OMG yes, the Tom Cruise kind of thing. Or Dr Oz or something. It just feels so…unprofessional?? Like their biggest concern is marketing or something. And I agree there are the seeds of some good ideas here, but they’ve been planted in a pile of dog crap :/
Pretty much!
I’ve been thinking about what I could possibly say about this for a while and I *may* have finally come up with something. First, I think what strikes me the most here is the marketing angle that the Mandometer(R) people take… I mean, I get that everyone wants to show that their “product” (I feel weird calling an eating disorder treatment a product, but there you go, call a spade a spade here…) is the best option, but it seems strange to me. But then, this to me seems linked in to their whole outlook on eating disorders- e.g. that they are “easily fixed” via regulation of behaviours.
I like what you have to say about the DSM and its socially constructed nature; there is a very fine line, I think, between being critical of the social construction of DSM diagnoses and being cavalier about the suffering people experience, and I fear that the authors of these studies cross that line. If anorexia simply = self-starvation (i.e. if eating disorders are wholly behavioural, as the authors seem to suggest) then sure, it would be much more “fixable.” You wrote: “there are risk factors to developing an eating disorder that go beyond exercise and dieting. There have to be for the simple reason that a lot more who exercise and diet who do not have eating disorders than those who do.” Yes, yes, and yes. I am very critical of the DSM and I like to explore where the line between normal and pathological exists, but to suggest that eating disorders are simply behavioural disorders is way too reductionistic and ignores the very real biological/neurological/etc. elements involved. Which is dangerous! It seems pretty absurd to offer no psychological counselling whatsoever, regardless of whether they “work on restoring social life” (how would they go about doing this without counselling, anyway? Am I missing something?)

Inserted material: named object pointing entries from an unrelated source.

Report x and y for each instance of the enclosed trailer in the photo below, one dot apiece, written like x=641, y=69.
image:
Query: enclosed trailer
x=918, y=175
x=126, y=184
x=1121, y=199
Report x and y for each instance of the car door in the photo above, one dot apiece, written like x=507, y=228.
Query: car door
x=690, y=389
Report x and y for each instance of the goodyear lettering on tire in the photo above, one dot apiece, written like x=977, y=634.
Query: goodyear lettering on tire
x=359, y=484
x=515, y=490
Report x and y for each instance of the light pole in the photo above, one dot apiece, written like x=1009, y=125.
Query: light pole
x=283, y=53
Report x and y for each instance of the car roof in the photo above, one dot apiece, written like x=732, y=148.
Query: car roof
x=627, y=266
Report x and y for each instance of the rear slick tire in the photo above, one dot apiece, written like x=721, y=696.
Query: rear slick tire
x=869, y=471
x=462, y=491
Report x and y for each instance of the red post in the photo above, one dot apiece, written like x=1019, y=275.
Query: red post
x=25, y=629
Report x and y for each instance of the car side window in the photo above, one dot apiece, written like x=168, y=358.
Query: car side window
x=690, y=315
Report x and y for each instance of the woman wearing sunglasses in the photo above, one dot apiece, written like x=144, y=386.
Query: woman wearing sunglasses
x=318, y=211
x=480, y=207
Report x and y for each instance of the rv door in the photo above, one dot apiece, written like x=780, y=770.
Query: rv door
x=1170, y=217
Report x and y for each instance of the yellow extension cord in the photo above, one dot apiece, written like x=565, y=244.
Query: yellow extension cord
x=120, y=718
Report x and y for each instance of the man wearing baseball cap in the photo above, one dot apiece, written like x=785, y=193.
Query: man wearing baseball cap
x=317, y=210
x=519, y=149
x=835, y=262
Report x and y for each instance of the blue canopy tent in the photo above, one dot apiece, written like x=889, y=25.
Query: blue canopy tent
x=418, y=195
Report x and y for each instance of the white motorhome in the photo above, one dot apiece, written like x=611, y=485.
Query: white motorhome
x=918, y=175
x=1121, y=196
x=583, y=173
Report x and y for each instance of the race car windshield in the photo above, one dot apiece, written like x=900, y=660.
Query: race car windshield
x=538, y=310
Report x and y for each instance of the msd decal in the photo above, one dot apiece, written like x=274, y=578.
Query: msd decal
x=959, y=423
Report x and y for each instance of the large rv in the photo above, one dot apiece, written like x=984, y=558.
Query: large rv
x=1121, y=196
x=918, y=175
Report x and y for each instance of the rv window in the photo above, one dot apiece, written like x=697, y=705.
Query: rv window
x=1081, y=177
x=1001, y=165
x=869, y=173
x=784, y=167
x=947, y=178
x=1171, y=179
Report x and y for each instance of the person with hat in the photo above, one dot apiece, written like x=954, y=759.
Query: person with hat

Anyway, that’s my ill-composed and slightly ranty take.
I didn’t get a chance to respond to this when I first wrote the post, but I thought I’d go back to answer your questions in case others were interested:
Yes, the marketing angle is unnerving but perhaps because we are not used to seeing it in this sector. After all, TV ads for anti-depressants (“Do you sometimes feel sad?”) are nothing new.
“There is a very fine line, I think, between being critical of the social construction of DSM diagnoses and being cavalier about the suffering people experience, and I fear that the authors of these studies cross that line.”
EXACTLY.
I don’t even know what it means to have a simply behavioral disorder. ADHD, for example, is often thought of as a behavioural disorder: But it is in the DSM and it has important cognitive components. I don’t get the distinction, I suppose. How can you have behavioural in the absence of everything else if you are a conscious being with a cortex? I just don’t understand.
With regard to your question about “restoring social life”, they go out to restaurants or engage in social activities, stuff like that. Social stuff that’s not one-on-one therapy, basically. Stuff that lots of Tx places do, too, actually.